AuthorsS. Grimstad and M. Jørgensen
TitleThe Impact of Irrelevant Information on Inconsistency in Expert Judgment-Based Estimates of Software Development Work
AfilliationSoftware Engineering, Software Engineering
StatusAccepted
Publication TypeTalks, contributed
Year of Publication2007
Abstract

Effort estimation is an important activity in software development and provides essential input to pricing, planning and budgeting processes. Unfortunately, many software effort estimates are inaccurate. The consequences of inaccurate estimates can be severe, e.g., budget-overruns, delayed time-to-market, and poor quality software. Most software effort estimation work is at least party based on expert judgment, i.e. non-mechanical and unconscious processes. For this reason, a certain degree of intra-person inconsistency is expected, i.e., the same information presented to the same individual at different occasions sometimes lead to different effort estimates.
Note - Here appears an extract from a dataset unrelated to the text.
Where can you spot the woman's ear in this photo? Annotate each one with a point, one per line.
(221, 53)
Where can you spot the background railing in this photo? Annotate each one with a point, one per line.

We have conducted an experiment where seven experienced software professionals estimated the same sixty software development tasks over a period of three months. Six of the sixty tasks were estimated twice. We found a surprisingly high degree of inconsistency in the software professionals' effort. The mean difference of the effort estimates of the same task by the same estimator was as much 71% (median 50%) The correlation between the corresponding estimates was 0,7. Highly inconsistent effort estimates will, on average, be inaccurate and difficult to learn from. It is consequently important to focus estimation process improvement on consistency issues. Evidence from other forecasting fields recommends that to reduce inconsistency, only the most important estimation information is used as input to the estimation work. We have empirically examined this advice's applicability to software effort estimation by analysing inter-estimator agreement in six software effort estimation experiments that report on the impact of including information of low or no relevance in the input to estimation work. The main findings are that inconsistency can increase when information of low or no relevance is present, and that this happens in spite of the software professionals knowing and accepting the lack of relevance. At present, the only safe way to remove the impact seems to be to remove the irrelevant information from the estimation material before it is given to the estimators.